O poeta Coelho Neto (1864-1934), um dos fundadores
da Academia Brasileira de Letras, é autor de mais de 100 livros e 650 contos.
Mas, apesar de ter sido consagrado “Príncipe dos Prosadores Brasileiros”, em
1928, é conhecido nacionalmente, até hoje, pelo soneto intitulado “Ser Mãe”. Na
referida obra, ele discorre com precisão e palavras rebuscadas sobre o ofício
materno e encerra com a frase famosa que toda mãe já deve ter balbuciado um
dia: “ser mãe é padecer num paraíso”.
Não lembro a minha idade precisa - suponho que não
mais do que 12 - quando li, pela primeira vez, o soneto do Coelho Neto. Minha
mãe tinha um álbum de recordações de capa dura marrom e uma colega sua
reproduziu nas páginas já amareladas as estrofes sobre ser mãe. Achei o poema
bonito. Por não ser ainda, naquela época, uma amante de poesias, fiquei mais
encantada com o álbum, que ganhei dos meus pais no aniversário de 13 anos. O
tal álbum de recordação era um livro com bom acabamento final e folhas internas
pautadas (com linhas) onde os colegas e amigos deveriam escrever algo para
ficar de lembrança pelo resto de nossas vidas.
Sempre me considerei uma filha boa. Não dava muitas
preocupações para a minha mãe. Nem lhe enchia a cabeça de problemas. Ajudava
com as tarefas domésticas. Tomava chá da tarde com ela.

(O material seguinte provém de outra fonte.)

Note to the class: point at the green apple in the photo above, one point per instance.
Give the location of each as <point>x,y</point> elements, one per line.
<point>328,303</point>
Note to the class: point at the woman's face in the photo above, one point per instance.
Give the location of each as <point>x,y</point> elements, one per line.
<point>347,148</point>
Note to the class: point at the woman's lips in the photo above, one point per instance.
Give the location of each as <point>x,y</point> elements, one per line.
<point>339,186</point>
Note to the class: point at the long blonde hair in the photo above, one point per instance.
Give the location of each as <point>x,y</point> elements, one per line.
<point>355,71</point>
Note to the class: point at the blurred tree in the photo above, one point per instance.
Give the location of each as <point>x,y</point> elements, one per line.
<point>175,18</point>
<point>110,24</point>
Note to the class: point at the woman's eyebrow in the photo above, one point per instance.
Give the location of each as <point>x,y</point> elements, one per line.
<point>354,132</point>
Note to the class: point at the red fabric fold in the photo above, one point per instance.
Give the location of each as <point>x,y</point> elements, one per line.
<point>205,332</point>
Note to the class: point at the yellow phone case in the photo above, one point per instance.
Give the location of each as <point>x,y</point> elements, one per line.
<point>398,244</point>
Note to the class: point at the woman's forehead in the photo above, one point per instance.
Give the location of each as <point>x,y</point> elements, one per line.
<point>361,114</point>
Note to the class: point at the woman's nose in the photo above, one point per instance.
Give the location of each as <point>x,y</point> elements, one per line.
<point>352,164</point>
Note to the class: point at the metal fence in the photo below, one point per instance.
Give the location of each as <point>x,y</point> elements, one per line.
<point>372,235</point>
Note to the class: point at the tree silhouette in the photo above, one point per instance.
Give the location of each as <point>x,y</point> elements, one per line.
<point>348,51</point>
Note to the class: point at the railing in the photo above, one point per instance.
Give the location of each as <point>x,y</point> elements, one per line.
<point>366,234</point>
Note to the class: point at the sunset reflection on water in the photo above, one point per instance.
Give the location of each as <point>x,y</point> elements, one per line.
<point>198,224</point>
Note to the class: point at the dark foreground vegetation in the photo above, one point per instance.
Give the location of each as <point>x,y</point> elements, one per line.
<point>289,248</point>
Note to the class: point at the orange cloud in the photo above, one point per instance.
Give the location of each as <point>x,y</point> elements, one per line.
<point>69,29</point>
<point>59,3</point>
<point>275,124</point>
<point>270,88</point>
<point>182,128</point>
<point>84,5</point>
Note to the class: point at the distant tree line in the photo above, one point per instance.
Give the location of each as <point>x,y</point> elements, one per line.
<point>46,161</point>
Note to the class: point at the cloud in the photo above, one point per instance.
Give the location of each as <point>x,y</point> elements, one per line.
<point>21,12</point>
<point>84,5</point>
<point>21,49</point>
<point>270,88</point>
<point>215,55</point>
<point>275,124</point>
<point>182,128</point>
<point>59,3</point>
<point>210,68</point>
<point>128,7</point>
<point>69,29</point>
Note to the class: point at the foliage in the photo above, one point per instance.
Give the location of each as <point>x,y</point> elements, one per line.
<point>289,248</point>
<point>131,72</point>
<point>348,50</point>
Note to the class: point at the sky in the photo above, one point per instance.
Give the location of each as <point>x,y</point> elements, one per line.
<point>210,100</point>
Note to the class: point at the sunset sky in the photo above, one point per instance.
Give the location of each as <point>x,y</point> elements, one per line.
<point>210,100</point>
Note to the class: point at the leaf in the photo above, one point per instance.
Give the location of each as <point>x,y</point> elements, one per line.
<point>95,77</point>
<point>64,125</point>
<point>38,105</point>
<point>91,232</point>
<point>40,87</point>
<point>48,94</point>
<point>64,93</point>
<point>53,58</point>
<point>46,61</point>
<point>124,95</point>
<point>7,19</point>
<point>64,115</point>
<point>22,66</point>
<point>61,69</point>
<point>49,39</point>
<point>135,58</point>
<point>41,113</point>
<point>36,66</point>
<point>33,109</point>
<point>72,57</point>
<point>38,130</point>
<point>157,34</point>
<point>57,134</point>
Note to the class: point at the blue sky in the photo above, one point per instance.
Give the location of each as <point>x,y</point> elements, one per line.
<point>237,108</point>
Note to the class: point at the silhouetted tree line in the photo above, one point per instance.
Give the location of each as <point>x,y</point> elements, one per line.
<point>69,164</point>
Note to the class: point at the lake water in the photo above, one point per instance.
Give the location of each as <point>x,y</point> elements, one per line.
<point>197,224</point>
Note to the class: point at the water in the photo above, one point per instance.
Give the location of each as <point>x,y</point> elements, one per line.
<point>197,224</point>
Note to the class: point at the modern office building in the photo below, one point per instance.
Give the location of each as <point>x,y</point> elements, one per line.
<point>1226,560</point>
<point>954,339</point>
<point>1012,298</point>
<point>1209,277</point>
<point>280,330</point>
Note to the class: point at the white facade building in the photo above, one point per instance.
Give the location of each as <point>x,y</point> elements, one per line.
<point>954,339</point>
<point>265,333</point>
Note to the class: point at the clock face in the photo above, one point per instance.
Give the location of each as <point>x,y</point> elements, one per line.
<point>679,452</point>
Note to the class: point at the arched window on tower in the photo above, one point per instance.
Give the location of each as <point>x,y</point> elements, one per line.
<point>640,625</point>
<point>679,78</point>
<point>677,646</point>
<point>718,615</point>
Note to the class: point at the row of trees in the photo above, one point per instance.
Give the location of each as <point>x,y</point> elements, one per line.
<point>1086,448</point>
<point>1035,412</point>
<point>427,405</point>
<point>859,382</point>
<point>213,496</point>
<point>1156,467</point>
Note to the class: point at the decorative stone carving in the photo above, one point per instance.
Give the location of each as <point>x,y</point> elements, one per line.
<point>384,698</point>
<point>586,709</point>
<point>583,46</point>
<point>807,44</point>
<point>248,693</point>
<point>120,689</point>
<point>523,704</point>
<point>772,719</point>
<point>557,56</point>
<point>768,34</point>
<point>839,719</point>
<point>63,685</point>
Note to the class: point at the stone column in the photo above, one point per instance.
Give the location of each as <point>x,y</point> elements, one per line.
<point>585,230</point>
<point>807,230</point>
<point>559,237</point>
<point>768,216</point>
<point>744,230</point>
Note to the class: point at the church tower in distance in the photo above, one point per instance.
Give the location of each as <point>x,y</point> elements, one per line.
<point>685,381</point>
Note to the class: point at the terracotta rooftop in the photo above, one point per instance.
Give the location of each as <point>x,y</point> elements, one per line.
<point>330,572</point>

Apresentava um
desempenho normal nos estudos. Vez em quando lhe confidenciava alguma
travessura ou uma pequena paixonite. Acho que fui uma filha normal, sem ter com
o que me rebelar. Apesar disso, era comum ouvir de minha mãe, quando resolvia
alguma encrenca comigo ou com os irmãos, algo como “ser mãe é desdobrar fibra
por fibra o coração... ser mãe é ser um anjo que se libra sobre um berço
dormindo...”.
No último mês de 1994, depois de ver nascer a minha
filha Gabriela (hoje com seus 17 anos), passei a entender completamente os
sentidos daquelas estrofes tão melosas. Desde então, compreendo perfeitamente
que ser mãe é andar chorando num sorriso e que ser mãe é ter um mundo e não ter
nada. Cada vitória da Gabriela lembra-me uma estrofe. Cada noite mal dormida,
na infância pelas doenças febris ou atualmente enquanto a aguardo voltar de alguma
festa, lembra-me uma estrofe. Cada pequeno atraso no retorno do colégio e hoje
da faculdade lembra-me uma estrofe. Cada briga (como existe esta alternativa na
tal da adolescência) e cada carinho de recomeço lembra-me uma estrofe.
Pode o filho engatinhar, ter 11 anos ou já
emancipado, que a preocupação materna é sempre a mesma. O discurso parece que
sai igual dos lábios de todas as mães - guriazinhas, maduras, de primeira
viagem, de outros países. Quando engatinha, o discurso vira um gesto frenético
de proteger as quinas, afastar os tapetes, tirar as cadeiras da frente. Mais
tarde, as mães insistem para que os filhos peguem um casaquinho porque o tempo
“parece que vai virar”. E na hora em que a mãe quer se mostrar totalmente
inserida no mundo atual e ser moderninha e propõe para o rebento um “papo
aberto” sobre sexo. E os filhos fazem aquela cara de enfadonho? É tudo igual.
Só muda mesmo o endereço.
Será a primeira vez que passarei a data comemorativa
a estas criaturas inspiradoras de poetas sem a presença física da minha mãe,
que faleceu em julho do ano passado. E já me debulho em lágrimas só de ver as
propagandas sobre o dia na televisão. E tenho evitado ler no face ou no Orkut
as mensagens que me encaminham sobre a data. Sinto-me uma legítima manteiga derretida
(e quem não conhece este termo?). Com uma saudade doída da minha mãe, dos seus
telefonemas, das suas visitas, das suas cobranças. Da sua vida ao meu lado.
Por isso, hoje a coluna não será somente dedicada às
mães. Será também às filhas. Aquelas que ainda não são mães, as que já são e as
que serão. Para que compreendam logo as estrofes dos poemas. Para que
aproveitam bem todo o tempo com suas mães. Para que não deixem passar nenhum
minuto perdido com bobagem e com briga.
E para as mães, deixo uma frase que circula na
Internet como sendo de autoria de Elisabeth Stone, tão perturbadora e
verdadeira quanto os versos de Coelho Neto. “A decisão de ter um filho é muito
séria. É decidir ter, para sempre, o coração fora do corpo”.